My system info:
- OS: Ubuntu Desktop 18.04 LTS (4.15.0-55-generic)
Hi.
I am beginner and am trying to train some Korean character images for Korean recognition.
To understand how to train with Tesseract 4.0 LSTM, I followed Tesstrain.
I followed lines of Makefile in the Tesstrain step by step, and most of steps seemed to work fine until creating traineddata.
In detail:
1. I made box files and unicharset by following
this lines.
3. I made two split file lists for training and evaluation by following
this lines.
4. Before combining lang model, I downloaded radical-stroke.txt by following
this line, and 3 langdata files (kor.punc, kor.numbers, and kor.wordlist) from
this link.
I didn't download kor.config file because it cause an error that chi_tra.traineddata is needed.
6. Then I started LSTM training by following
this lines.
7. I tested them. The results are like:
lim@ubuntu:~/tools/tesstrain$ usr/bin/lstmeval --traineddata data/kor/kor.traineddata --model data/kor/checkpoints/kor_checkpoint --eval_listfile data/kor/list.eval
data/kor/checkpoints/kor_checkpoint is not a recognition model, trying training checkpoint...
Loaded 1/1 lines (1-1) of document data/ground-truth/kor.malgun.exp249.lstmf
Loaded 1/1 lines (1-1) of document data/ground-truth/kor.malgun.exp228.lstmf
Truth:먹
OCR :이
Truth:독
OCR :이
Loaded 1/1 lines (1-1) of document data/ground-truth/kor.malgun.exp197.lstmf
Loaded 1/1 lines (1-1) of document data/ground-truth/kor.malgun.exp41.lstmf
Truth:파
OCR :이
Truth:신
OCR :열
... (skip)
At iteration 0, stage 0, Eval Char error rate=133.33333, Word error rate=96.875
There seems to be no problem with the results.

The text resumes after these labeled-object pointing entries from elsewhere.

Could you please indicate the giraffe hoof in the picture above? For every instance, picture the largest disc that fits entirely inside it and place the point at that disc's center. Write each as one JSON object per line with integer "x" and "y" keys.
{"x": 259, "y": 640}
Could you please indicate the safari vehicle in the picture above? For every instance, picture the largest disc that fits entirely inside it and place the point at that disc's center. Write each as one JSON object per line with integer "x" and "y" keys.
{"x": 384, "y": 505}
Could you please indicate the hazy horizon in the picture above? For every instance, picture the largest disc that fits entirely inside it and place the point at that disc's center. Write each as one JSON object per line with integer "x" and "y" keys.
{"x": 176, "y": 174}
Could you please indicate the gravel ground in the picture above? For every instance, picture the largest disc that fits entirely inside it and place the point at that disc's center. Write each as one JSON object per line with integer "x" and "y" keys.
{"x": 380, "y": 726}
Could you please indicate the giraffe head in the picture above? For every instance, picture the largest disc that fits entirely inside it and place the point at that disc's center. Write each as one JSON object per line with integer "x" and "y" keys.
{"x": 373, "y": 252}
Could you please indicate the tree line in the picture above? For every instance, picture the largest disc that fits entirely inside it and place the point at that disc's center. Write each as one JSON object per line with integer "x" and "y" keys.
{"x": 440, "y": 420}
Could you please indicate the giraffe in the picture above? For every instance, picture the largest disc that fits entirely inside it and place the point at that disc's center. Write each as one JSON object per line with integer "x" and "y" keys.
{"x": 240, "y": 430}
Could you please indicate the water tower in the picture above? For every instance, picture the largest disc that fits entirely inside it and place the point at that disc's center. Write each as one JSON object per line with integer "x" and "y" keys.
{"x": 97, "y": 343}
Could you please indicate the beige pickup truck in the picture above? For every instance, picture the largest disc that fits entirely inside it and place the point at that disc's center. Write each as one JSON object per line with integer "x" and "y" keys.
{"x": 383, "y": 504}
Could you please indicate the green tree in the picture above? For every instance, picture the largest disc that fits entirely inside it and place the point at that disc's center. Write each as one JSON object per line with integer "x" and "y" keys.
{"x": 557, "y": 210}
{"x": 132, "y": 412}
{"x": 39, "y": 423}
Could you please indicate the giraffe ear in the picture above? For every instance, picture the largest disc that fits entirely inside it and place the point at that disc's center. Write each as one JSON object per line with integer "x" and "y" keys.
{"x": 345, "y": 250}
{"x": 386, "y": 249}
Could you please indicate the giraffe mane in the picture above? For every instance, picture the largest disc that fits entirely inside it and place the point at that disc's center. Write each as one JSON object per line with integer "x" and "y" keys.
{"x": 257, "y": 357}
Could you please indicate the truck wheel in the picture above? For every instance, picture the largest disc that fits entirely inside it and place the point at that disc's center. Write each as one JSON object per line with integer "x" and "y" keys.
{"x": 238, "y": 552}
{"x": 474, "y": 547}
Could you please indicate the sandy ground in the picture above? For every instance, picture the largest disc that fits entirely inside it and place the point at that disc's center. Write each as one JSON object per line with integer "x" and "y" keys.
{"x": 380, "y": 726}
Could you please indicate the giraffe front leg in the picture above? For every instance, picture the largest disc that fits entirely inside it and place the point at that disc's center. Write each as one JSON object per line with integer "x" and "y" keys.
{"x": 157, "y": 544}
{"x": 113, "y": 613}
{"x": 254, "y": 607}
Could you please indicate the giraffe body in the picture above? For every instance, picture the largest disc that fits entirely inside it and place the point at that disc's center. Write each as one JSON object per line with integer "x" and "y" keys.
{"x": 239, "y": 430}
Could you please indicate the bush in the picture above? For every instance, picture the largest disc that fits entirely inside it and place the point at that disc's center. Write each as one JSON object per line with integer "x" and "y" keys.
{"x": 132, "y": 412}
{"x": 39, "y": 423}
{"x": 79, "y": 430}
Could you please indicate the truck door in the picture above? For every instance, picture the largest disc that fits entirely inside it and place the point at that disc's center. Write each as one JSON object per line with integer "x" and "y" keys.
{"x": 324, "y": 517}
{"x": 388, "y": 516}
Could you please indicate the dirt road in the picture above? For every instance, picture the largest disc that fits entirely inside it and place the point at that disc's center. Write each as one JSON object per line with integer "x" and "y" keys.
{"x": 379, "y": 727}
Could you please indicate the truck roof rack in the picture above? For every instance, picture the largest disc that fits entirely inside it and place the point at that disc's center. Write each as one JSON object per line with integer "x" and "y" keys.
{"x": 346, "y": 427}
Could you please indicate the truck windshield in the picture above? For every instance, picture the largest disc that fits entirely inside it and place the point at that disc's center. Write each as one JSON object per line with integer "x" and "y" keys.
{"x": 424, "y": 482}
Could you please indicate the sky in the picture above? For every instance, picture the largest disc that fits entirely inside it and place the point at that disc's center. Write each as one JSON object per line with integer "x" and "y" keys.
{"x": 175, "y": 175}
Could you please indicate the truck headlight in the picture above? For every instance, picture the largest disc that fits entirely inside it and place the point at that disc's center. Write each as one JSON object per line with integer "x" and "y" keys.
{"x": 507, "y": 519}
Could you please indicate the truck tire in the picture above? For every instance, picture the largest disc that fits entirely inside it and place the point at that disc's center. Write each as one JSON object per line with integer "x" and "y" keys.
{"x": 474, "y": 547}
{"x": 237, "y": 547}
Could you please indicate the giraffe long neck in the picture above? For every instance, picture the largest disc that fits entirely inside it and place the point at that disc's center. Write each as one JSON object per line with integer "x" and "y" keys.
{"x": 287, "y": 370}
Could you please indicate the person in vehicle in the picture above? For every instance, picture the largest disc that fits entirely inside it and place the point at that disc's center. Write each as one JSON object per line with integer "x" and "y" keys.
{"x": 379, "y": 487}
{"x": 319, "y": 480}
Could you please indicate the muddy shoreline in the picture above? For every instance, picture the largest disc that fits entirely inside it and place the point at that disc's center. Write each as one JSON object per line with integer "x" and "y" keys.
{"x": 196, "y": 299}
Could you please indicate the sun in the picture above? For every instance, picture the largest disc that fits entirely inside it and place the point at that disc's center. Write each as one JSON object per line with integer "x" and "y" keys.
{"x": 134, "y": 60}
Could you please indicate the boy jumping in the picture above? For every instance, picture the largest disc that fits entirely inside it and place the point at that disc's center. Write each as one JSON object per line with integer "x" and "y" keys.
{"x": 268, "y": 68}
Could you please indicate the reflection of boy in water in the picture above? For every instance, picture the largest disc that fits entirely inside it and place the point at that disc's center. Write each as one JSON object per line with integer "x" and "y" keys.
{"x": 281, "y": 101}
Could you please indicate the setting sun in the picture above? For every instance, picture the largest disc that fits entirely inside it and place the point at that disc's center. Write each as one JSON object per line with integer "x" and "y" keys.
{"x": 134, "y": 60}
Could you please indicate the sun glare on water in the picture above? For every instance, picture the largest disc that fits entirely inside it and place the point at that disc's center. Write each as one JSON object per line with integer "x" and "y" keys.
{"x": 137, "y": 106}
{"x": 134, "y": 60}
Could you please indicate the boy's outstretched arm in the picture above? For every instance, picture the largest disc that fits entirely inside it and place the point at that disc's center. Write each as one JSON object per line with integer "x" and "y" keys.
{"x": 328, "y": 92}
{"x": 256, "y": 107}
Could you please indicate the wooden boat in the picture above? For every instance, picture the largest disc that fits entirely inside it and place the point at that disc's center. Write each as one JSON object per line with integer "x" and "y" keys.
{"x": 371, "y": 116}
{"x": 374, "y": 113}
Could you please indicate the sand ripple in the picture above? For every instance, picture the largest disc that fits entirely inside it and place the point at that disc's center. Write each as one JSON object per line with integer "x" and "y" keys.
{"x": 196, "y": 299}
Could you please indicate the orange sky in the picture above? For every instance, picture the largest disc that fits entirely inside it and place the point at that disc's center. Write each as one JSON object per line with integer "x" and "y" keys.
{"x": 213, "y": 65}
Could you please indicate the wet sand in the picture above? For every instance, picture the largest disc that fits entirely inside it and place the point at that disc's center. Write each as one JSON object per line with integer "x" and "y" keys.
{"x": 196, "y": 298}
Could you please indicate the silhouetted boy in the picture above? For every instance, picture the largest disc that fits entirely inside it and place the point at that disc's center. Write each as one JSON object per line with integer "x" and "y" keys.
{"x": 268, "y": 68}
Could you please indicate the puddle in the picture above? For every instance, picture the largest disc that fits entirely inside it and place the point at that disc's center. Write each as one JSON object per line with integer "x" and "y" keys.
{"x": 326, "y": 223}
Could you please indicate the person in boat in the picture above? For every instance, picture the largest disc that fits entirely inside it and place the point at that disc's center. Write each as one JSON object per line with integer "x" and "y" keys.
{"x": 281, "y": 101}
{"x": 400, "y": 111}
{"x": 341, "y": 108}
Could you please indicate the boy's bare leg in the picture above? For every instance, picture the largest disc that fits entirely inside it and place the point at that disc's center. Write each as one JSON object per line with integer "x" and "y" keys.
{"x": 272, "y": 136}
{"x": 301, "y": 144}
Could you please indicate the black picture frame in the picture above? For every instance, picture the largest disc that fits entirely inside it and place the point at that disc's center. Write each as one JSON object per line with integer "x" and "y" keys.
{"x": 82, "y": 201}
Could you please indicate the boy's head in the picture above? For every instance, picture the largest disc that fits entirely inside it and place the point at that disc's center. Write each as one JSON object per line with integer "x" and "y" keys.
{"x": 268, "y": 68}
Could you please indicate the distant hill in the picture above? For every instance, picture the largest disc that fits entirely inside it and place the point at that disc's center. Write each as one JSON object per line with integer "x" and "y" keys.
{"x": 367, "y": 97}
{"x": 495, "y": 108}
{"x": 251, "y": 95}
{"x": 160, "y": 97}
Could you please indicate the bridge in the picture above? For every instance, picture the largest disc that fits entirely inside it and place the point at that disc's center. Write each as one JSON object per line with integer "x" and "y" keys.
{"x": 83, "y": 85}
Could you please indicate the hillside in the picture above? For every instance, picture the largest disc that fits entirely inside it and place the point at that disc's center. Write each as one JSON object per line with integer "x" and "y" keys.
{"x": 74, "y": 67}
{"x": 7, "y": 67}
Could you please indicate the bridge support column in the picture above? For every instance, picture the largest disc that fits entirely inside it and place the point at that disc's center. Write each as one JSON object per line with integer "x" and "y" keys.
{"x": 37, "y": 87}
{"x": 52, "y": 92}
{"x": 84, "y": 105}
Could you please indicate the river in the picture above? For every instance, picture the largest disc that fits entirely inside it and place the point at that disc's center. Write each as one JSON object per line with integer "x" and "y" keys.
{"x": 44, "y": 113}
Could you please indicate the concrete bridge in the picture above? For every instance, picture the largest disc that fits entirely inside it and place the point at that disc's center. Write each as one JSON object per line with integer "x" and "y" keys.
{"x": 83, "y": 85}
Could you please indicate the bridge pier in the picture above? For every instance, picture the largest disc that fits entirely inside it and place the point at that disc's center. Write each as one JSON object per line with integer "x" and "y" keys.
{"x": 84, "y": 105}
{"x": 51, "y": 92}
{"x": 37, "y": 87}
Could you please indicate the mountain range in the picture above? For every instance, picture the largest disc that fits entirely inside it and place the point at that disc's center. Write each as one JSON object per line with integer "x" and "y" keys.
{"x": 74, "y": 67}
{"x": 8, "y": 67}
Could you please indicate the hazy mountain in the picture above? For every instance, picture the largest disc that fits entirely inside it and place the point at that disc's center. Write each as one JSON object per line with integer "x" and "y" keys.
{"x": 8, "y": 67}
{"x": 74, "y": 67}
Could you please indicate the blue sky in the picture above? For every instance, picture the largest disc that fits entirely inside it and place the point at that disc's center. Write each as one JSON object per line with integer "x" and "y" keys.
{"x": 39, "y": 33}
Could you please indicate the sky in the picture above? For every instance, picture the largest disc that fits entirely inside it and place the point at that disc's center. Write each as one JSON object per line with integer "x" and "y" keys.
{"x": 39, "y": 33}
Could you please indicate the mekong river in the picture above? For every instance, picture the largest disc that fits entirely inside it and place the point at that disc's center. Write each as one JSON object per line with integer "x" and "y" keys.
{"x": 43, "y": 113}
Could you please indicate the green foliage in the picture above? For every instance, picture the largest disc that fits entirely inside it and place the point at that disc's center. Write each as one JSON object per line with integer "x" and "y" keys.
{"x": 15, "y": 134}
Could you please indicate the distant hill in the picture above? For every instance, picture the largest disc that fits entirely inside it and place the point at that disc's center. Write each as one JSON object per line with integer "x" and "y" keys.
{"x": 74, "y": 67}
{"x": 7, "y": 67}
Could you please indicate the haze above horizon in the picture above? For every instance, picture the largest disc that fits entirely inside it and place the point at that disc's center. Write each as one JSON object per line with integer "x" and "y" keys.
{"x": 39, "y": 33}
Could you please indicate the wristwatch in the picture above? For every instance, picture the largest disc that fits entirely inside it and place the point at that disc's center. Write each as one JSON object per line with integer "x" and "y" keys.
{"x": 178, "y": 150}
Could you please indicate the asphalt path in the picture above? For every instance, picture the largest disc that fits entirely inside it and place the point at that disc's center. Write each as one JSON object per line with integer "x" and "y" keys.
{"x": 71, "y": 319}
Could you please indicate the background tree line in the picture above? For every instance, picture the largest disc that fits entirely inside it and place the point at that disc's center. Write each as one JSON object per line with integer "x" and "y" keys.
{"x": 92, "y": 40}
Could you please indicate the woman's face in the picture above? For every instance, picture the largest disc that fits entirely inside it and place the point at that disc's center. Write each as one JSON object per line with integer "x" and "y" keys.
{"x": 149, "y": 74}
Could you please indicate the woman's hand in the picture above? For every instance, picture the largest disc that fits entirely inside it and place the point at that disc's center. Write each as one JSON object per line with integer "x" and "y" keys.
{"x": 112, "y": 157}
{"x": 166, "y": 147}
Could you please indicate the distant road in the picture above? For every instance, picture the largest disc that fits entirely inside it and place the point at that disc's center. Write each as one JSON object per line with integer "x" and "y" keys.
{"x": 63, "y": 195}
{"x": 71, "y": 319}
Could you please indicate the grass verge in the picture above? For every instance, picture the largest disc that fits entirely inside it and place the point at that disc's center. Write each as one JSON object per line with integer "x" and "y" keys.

8. I made traineddata output file.
lim@ubuntu:~/tools/tesstrain$ usr/bin/lstmtraining --stop_training \
--continue_from data/kor/checkpoints/kor_checkpoint \
--traineddata data/kor/kor.traineddata \
--model_output usr/share/tessdata/kor.traineddata
9. Then I used tesseract with kor.malgun.exp197.tif. the TIF file was shown to '이' when I followed step 7 (testing with lstmeval). So I expected the same result.
lim@ubuntu:~/tools/tesstrain$ usr/bin/tesseract data/ground-truth/kor.malgun.exp197.tif stdout -l kor --psm 6 > result
But the real result was totally mess. It's the result:

Why the results of `lstmeval` and `tesseract` are different?
Thank you...